我拉开房门,浓烈的麝香味瞬间扑面而来,混着母亲甜腻的呻吟:“啊...顶穿了...妈妈的烂逼要被儿子操穿了...”
猩红绒布沙发上,母亲像母狗般趴伏着。她扒开臀缝的样子像发情的母狗。弟弟的鸡巴在她松垮的逼里进进出出,紫黑的阴唇被操得发亮。
沉甸甸的乳房随着撞击甩出乳浪,深褐色乳尖在绒布上磨蹭出深色水渍。弟弟的后背绷出狰狞肌肉线条,胯部撞在母亲肥白的臀肉上,发出“啪啪啪”的黏腻声响。

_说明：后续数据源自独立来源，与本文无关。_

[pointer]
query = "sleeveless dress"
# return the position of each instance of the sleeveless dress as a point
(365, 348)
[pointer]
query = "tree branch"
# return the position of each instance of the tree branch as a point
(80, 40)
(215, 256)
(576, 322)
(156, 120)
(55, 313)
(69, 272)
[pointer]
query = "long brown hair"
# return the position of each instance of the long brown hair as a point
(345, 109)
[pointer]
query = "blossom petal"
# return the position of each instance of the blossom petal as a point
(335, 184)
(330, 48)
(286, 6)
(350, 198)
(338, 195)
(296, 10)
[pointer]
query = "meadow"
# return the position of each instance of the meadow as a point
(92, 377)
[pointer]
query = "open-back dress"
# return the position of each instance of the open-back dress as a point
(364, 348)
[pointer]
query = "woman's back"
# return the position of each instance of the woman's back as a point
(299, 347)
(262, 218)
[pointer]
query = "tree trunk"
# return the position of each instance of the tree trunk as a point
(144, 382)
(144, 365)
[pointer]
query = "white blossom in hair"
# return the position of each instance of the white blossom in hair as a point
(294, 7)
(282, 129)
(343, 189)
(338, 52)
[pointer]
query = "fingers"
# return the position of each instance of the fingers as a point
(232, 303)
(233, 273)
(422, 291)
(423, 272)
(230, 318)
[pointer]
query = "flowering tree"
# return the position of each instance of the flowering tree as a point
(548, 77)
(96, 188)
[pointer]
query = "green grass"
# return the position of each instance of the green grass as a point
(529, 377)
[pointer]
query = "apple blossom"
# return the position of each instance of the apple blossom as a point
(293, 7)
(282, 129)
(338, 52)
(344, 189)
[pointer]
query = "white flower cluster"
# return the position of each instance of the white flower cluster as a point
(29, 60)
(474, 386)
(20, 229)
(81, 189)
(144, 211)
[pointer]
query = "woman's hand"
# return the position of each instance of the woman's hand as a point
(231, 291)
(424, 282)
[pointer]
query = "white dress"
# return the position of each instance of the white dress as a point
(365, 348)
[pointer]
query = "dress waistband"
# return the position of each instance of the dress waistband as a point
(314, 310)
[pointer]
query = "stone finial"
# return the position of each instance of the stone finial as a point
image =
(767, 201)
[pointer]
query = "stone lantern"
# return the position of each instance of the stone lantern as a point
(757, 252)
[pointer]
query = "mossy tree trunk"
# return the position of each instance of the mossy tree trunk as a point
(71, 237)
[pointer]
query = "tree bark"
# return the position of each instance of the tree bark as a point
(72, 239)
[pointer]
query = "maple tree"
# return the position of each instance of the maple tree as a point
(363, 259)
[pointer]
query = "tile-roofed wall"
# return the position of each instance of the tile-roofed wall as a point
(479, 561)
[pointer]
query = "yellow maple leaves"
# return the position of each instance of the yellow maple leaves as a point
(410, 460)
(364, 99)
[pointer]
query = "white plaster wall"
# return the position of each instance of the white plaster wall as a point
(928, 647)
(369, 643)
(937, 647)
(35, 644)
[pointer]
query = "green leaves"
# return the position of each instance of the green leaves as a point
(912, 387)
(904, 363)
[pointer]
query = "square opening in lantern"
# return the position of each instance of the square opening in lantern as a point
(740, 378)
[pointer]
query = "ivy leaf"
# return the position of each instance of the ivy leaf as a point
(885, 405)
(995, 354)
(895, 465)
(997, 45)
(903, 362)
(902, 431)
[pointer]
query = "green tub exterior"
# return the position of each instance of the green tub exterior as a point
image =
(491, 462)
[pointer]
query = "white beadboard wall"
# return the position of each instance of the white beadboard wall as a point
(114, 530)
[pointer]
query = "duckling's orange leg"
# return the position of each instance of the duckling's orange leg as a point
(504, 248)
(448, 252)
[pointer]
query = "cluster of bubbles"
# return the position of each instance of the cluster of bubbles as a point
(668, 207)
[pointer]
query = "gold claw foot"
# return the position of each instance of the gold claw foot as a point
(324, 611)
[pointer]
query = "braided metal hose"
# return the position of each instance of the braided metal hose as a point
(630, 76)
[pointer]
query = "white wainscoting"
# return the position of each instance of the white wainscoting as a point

每一次深入都带出咕啾咕啾的水声,那根沾满粘液的阴茎在进出间清晰暴露——龟头撑开松弛的紫黑阴唇时,褶皱被完全捋平,像朵吸饱精液的深色肉花。母亲剖腹产留下的淡银色疤痕横贯小腹,此刻正随着抽插不断扭曲变形。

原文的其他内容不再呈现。